There are three main funding sources: business enterprises, government, and overseas sources (including international bodies such as the European Commission). In the UK, the main performers of R&D are business enterprises, government, including government departments and government-owned research establishments, and universities.
- business enterprise R&D (BERD)
- The component of GERD incurred by units belonging to the business enterprise sector.
The R&D performed and funded by business enterprises are usually given the acronym BERD, standing for business enterprise R&D data. It is collected regularly by statistical offices. Data is also collected on R&D performed by higher education (HERD), government, including UK Research and Innovation, R&D (GovERD), and private non-profit organisations (PNPRD). Business enterprises generally undertake more R&D than they fund, whereas governments fund more than they undertake. Figure 13.2 illustrates the different flows of research and development funding and performance in the UK in 2018.
Figure 13.2 Flows of research and development funding, UK, 2018
Flows of research and development funding, UK, 2018
We can use this data to compare R&D over time and across countries, but we must take care to use an appropriate price deflator. General price deflators such as the GDP deflator or the consumer price index would be unlikely to be appropriate.
In the UK, the Office for National Statistics (ONS) constructs a price deflator by weighting whole-economy materials and services input (producer) price indices together with a bespoke R&D labour cost price index. This labour cost price index is calculated using information on the labour employed in producing R&D coupled with gross hourly wage estimates for relevant occupations taken from the Annual Survey of Hours and Earnings to estimate a Laspeyres fixed-weight wage index.

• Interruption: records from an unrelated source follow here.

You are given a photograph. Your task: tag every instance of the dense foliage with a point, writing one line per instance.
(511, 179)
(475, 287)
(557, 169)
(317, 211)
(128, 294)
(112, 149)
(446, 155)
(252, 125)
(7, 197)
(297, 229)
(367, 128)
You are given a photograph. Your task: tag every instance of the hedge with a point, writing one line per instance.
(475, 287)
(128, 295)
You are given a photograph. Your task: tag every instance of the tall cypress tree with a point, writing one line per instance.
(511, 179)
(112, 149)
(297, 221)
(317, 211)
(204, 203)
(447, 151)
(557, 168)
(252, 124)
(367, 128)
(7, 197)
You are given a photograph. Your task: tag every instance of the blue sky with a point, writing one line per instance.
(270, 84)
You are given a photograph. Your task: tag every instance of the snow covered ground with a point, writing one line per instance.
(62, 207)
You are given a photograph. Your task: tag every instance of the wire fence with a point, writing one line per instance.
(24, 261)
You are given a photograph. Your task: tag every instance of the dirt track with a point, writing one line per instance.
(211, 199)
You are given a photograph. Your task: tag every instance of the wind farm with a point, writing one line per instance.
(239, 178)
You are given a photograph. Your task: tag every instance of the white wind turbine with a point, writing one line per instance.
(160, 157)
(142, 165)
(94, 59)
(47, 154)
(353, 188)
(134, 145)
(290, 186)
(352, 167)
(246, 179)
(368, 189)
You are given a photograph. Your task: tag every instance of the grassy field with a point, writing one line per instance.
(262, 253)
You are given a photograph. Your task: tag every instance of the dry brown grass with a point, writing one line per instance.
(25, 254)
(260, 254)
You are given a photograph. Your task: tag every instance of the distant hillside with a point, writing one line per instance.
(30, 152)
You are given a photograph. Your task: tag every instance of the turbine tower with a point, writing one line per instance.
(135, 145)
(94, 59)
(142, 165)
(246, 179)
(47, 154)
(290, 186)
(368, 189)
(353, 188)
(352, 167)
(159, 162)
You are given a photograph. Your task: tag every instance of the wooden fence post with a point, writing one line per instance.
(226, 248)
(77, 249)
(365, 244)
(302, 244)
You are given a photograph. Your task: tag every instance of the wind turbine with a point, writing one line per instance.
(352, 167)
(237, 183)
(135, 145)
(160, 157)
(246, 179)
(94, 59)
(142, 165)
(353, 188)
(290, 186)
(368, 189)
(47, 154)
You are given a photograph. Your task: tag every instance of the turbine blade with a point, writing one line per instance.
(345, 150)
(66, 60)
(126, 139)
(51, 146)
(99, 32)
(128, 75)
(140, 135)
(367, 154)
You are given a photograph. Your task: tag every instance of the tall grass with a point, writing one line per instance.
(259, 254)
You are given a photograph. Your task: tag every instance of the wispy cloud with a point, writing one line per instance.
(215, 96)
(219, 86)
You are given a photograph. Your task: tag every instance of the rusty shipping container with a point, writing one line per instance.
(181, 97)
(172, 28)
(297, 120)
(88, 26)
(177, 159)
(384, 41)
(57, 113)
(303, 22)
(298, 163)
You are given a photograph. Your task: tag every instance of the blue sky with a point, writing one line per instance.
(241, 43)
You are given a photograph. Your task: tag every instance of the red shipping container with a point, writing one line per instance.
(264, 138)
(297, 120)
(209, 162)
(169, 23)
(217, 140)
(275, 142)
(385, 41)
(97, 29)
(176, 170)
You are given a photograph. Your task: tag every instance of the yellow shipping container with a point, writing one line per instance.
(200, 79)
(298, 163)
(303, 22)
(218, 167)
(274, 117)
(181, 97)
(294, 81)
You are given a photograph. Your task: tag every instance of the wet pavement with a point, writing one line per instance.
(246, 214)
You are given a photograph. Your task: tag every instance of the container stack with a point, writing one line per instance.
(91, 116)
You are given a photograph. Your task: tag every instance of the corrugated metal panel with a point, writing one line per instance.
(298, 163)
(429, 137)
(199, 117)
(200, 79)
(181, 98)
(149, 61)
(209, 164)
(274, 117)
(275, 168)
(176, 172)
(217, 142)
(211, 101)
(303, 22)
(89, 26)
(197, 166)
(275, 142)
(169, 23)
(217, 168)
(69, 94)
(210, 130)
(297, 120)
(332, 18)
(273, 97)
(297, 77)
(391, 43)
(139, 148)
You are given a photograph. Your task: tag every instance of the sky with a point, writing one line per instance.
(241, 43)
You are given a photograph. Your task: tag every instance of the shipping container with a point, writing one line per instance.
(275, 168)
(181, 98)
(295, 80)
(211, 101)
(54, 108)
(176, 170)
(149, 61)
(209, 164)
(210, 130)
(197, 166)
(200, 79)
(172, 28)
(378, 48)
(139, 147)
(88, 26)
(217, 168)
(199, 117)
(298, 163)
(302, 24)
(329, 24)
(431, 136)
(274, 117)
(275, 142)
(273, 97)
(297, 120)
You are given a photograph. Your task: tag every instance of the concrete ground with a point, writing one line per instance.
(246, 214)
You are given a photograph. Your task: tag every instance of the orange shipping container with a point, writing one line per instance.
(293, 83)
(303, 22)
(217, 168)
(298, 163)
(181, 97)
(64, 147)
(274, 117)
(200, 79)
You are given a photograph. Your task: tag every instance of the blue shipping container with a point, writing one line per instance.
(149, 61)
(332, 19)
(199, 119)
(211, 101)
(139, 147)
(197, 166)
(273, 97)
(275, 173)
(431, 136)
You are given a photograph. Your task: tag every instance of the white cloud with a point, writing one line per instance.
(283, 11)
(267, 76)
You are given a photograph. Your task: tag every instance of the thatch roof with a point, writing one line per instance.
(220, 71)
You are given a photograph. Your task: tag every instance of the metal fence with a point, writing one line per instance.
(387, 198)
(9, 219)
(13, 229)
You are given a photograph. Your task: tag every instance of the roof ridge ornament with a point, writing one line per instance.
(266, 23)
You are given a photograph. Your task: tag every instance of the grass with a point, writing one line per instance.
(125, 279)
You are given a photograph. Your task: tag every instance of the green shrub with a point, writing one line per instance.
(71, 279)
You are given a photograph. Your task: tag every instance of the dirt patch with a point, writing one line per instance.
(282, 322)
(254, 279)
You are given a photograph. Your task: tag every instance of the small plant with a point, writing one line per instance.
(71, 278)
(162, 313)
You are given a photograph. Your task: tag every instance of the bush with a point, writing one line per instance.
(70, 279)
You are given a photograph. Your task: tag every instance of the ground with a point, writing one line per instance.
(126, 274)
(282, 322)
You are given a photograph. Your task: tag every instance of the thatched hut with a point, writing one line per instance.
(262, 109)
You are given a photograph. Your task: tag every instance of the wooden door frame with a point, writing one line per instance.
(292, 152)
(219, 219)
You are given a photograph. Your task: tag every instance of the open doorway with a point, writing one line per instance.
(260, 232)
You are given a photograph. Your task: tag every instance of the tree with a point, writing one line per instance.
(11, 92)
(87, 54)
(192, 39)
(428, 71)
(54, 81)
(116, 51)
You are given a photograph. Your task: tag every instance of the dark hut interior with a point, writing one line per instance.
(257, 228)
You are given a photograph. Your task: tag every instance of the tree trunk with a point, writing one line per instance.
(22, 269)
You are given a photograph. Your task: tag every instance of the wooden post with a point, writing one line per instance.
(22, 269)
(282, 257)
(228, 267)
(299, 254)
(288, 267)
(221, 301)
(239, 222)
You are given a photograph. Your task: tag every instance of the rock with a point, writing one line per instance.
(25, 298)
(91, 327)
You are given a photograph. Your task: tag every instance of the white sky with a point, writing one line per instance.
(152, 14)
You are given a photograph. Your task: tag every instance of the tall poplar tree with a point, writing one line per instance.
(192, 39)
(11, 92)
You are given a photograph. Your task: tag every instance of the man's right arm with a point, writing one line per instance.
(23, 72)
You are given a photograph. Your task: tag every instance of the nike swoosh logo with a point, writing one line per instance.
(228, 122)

International comparisons of effective R&D spends will also necessitate some correction for differences in the currency in which they are measured. The use of purchasing power parity is common and sensible.
In Figure 13.3, we illustrate some of the data on international patterns of R&D spending as a percentage of GDP in six economies.
We simplified this figure from a dataset of 41 countries that you can download from Eurostat.
The international patterns of R&D spending, as a percentage of GDP (measured in the complete Eurostat dataset) include the following:
- In 2019, the percentage of GDP spent on R&D fluctuated between 0.19% and 4.63%.
- Among the countries that invest most in R&D relative to GDP are South Korea, Sweden, Japan, Germany and the US.
- Italy and Spain typically spent a low proportion of GDP on R&D relative to other European countries.
- Russia and the Eastern European countries such as Romania and Bulgaria again spend less.
- R&D expenditures in the EU have increased slightly over time, averaging 2.22% in 2019 in comparison with 1.78% in 2005. However, substantial differences remained within the EU, with only Sweden, Germany, Denmark and Austria spending 3% or above.
13.4.3 The limitations of R&D as an indicator
Despite the popularity and wide availability of R&D data, this indicator has a number of limitations as a measure of innovation, meaning we might underestimate total innovative activity and provide an unbalanced picture of overall innovative activity:
- Not novel, still innovative. The Frascati Manual requires “an appreciable element of novelty or resolution of scientific and/or technological uncertainty”. But many new products placed on the market will not involve such novelty or resolution, especially if one is considering innovation in the creative industries (new music, video games or books) or the financial sector (new financial instruments).
- Design. This means that the source of many new products is not counted. In the same vein, expenditure on activities that have an aesthetic rather than a technological or scientific component, and which might well include product differentiation activities and marketing innovation, involving activities such as design, are also not defined as R&D.
- Most of R&D expenditure is staffing costs. In many small and medium-sized companies, due to limited resources, researchers and inventors responsible for innovations tend to cover more than one role within the organisation. They are then not classified as R&D staff and are not measured in official statistics.
- Process, not outputs. If the efficiency of R&D differs across time, countries or industrial units, then comparisons of R&D will not be a good measure of the amount of innovation produced. In fact, R&D spending may only be one input into innovation activity and the outputs produced could well be related to the other inputs involved, for example, prior knowledge. R&D alone may then be a poor indicator of outcomes to be expected.
13.5 Measuring wider innovation using intellectual property rights
- intellectual property rights (IPR)
- The general term for the assignment of property rights through patents, copyrights and trademarks. These property rights allow the holder to exercise a monopoly on the use of the item for a specified period. These cover inventions, literary and artistic works, designs, and symbols, names and images used in commerce. They are protected by the law and provide exclusive rights to the inventors to earn recognition or financial benefit for a certain period of time.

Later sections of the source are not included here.